What a rip. I’d been searching for a solution to my high school dilemma, and they’d handed me the answer and then snatched it away, all in the space of a two minute conversation. Man! My first day at Jefferson High was racing down on me and I still didn’t have a concrete plan for leaving the middle school nerd behind. I didn’t need to be the most popular girl at school, but I definitely wanted to improve my social standing.

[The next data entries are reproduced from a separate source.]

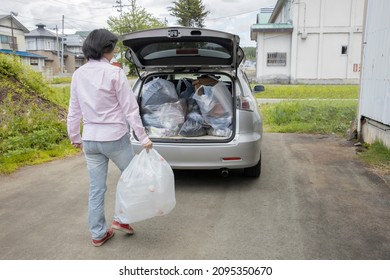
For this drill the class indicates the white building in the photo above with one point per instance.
(311, 41)
(374, 99)
(12, 42)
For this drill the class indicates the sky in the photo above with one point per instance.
(233, 16)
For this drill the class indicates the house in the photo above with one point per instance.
(73, 44)
(374, 97)
(44, 42)
(12, 42)
(314, 42)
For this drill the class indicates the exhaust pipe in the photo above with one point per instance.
(224, 172)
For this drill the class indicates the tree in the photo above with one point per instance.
(189, 12)
(136, 18)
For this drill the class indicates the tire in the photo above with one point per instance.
(253, 171)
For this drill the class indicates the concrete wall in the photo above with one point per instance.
(374, 99)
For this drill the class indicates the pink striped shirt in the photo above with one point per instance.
(101, 96)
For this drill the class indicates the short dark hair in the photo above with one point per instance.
(99, 42)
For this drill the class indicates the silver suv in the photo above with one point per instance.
(195, 100)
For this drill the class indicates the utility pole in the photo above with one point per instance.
(58, 49)
(119, 8)
(62, 46)
(12, 32)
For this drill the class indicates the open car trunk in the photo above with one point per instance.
(187, 107)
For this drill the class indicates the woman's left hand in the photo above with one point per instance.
(148, 145)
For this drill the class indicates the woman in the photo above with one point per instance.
(101, 96)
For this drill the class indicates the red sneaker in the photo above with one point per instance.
(122, 227)
(97, 243)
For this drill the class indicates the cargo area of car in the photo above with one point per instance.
(190, 107)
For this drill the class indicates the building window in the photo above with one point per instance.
(276, 59)
(6, 41)
(344, 49)
(33, 61)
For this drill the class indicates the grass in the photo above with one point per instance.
(310, 91)
(32, 118)
(310, 116)
(60, 80)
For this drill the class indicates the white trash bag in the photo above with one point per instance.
(146, 188)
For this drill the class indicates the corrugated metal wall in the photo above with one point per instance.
(374, 100)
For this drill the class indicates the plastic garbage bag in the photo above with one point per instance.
(146, 188)
(158, 91)
(193, 126)
(216, 106)
(185, 89)
(169, 116)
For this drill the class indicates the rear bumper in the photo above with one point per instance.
(243, 151)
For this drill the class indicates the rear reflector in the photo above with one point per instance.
(232, 158)
(187, 51)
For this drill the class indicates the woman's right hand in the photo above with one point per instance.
(148, 145)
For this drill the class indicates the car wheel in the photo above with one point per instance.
(253, 171)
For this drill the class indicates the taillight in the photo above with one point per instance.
(246, 104)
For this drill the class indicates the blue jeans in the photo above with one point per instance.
(97, 155)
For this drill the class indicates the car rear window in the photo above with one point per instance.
(184, 49)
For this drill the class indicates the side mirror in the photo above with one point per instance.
(258, 88)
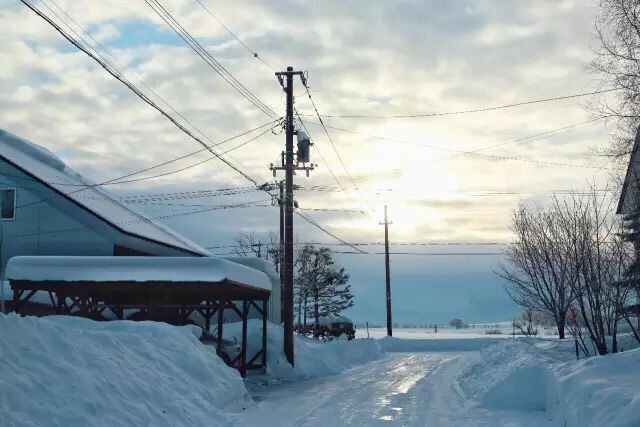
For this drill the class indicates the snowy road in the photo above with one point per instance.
(410, 389)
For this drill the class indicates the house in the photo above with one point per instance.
(48, 209)
(629, 206)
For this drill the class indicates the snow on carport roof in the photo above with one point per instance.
(47, 168)
(134, 269)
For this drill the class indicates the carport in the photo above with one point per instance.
(93, 286)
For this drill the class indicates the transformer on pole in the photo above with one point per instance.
(286, 81)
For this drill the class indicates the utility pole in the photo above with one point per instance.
(286, 81)
(387, 271)
(281, 251)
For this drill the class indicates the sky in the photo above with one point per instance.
(363, 58)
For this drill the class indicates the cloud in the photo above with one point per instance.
(363, 57)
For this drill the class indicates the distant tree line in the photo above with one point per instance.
(321, 288)
(572, 260)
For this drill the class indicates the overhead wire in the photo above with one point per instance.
(344, 166)
(206, 56)
(468, 111)
(133, 88)
(464, 152)
(234, 35)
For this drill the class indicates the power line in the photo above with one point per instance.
(474, 110)
(380, 244)
(113, 72)
(301, 213)
(115, 59)
(253, 52)
(465, 152)
(344, 166)
(423, 253)
(206, 56)
(133, 88)
(315, 146)
(399, 253)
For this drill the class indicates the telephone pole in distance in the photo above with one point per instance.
(387, 271)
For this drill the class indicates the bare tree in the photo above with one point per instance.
(538, 277)
(265, 247)
(617, 63)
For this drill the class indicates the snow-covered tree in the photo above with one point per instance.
(321, 288)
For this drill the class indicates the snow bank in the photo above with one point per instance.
(542, 375)
(63, 371)
(135, 268)
(599, 391)
(313, 358)
(512, 373)
(393, 344)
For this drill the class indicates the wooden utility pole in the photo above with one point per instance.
(387, 271)
(286, 80)
(281, 251)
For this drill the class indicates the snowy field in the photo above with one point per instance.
(479, 330)
(64, 371)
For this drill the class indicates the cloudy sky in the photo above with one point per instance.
(372, 58)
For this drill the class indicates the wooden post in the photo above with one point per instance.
(243, 357)
(264, 333)
(220, 323)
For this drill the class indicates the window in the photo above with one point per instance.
(8, 203)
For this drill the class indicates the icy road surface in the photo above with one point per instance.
(406, 389)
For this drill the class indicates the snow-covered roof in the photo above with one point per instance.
(134, 269)
(44, 166)
(631, 186)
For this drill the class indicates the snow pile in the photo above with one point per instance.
(393, 344)
(136, 269)
(313, 358)
(63, 371)
(599, 391)
(543, 375)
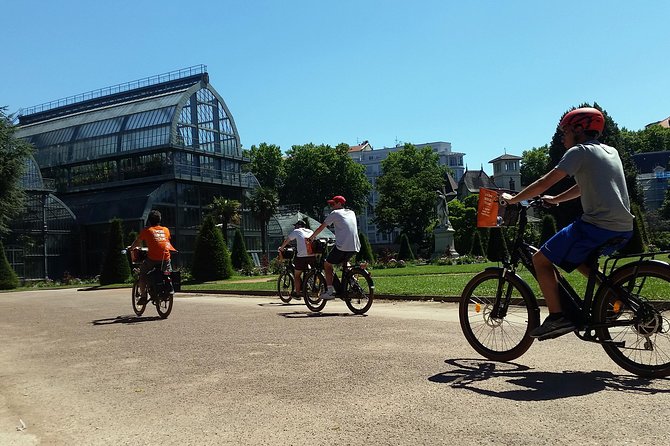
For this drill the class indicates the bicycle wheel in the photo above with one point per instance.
(285, 286)
(494, 333)
(359, 290)
(164, 305)
(646, 339)
(313, 284)
(138, 309)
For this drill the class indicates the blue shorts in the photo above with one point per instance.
(572, 245)
(336, 256)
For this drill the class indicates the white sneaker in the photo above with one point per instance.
(327, 295)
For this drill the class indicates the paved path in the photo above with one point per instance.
(77, 369)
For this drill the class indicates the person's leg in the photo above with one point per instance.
(546, 278)
(297, 280)
(328, 269)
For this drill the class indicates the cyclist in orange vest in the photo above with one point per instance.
(157, 239)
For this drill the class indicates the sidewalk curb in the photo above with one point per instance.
(453, 299)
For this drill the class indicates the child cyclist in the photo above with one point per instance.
(347, 243)
(303, 259)
(157, 239)
(601, 187)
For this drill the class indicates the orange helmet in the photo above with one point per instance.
(589, 118)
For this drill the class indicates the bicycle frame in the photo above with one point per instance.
(581, 310)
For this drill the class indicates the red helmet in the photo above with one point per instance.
(589, 118)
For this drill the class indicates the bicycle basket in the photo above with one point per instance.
(319, 246)
(288, 253)
(490, 213)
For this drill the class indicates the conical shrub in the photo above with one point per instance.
(8, 278)
(211, 258)
(239, 255)
(405, 252)
(115, 268)
(365, 254)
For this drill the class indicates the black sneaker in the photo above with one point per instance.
(142, 300)
(295, 295)
(553, 328)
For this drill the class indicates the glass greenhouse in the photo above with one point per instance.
(167, 142)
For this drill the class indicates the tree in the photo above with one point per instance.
(115, 268)
(263, 203)
(211, 259)
(267, 165)
(406, 189)
(548, 228)
(496, 249)
(239, 255)
(405, 252)
(534, 164)
(315, 174)
(226, 211)
(8, 278)
(365, 254)
(14, 155)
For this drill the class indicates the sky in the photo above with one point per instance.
(490, 77)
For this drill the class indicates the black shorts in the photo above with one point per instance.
(301, 263)
(336, 256)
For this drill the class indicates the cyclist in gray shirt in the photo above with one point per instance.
(601, 186)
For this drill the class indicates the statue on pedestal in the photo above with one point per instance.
(442, 208)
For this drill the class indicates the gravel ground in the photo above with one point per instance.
(77, 368)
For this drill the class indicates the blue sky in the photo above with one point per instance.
(487, 76)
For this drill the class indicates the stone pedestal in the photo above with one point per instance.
(444, 242)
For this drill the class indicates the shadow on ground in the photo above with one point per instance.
(521, 383)
(132, 319)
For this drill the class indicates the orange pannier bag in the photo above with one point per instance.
(487, 209)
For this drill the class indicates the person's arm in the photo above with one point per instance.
(283, 245)
(137, 243)
(316, 231)
(537, 187)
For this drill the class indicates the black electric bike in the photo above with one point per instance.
(624, 306)
(355, 288)
(160, 287)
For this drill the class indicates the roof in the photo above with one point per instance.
(363, 147)
(129, 91)
(663, 123)
(506, 157)
(473, 180)
(103, 206)
(161, 102)
(647, 161)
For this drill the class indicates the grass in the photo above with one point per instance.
(424, 280)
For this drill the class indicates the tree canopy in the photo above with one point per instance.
(263, 203)
(407, 191)
(316, 173)
(14, 155)
(534, 164)
(267, 165)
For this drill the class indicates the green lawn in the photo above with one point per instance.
(426, 280)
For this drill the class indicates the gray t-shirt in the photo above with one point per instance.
(599, 174)
(346, 229)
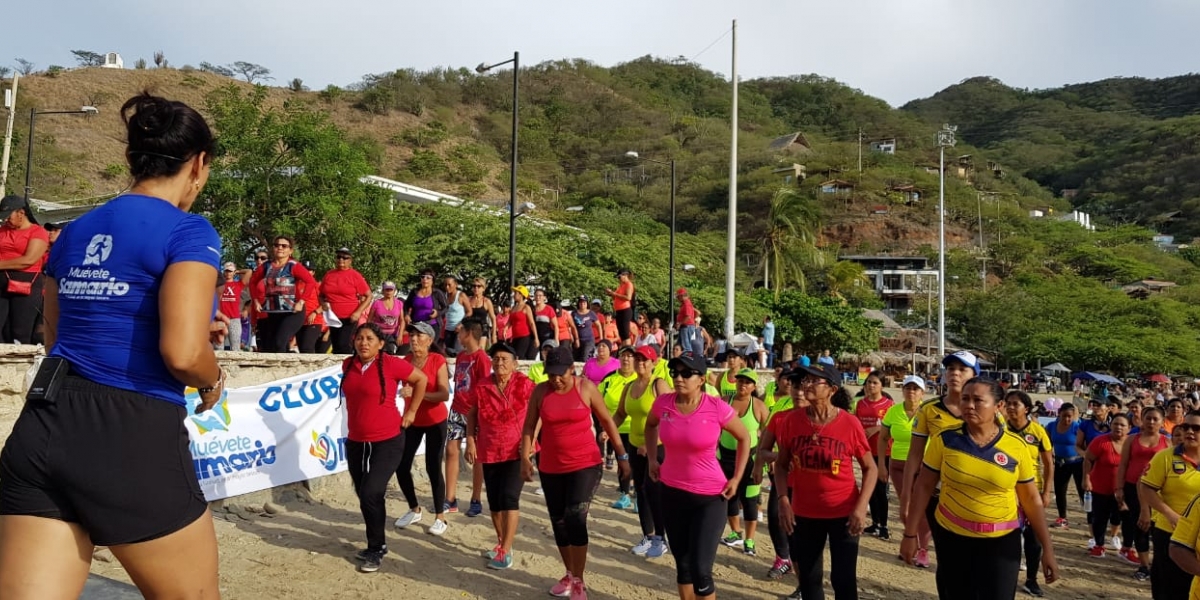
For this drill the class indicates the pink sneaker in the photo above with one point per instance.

In middle school I’d been a dork, and Danielle, the cheerleader-from-hell, teased me mercilessly about my good grades, happy family, and that stupid book report on fairies I’d done in seventh grade. Hello, I’d done my Shakespearean research, A Midsummer Night’s Dream, anyone? But that didn’t matter. She called me ‘Fairy Clairey’ for the rest of middle school. Even got her friends in on it. Made me sound like a complete idiot.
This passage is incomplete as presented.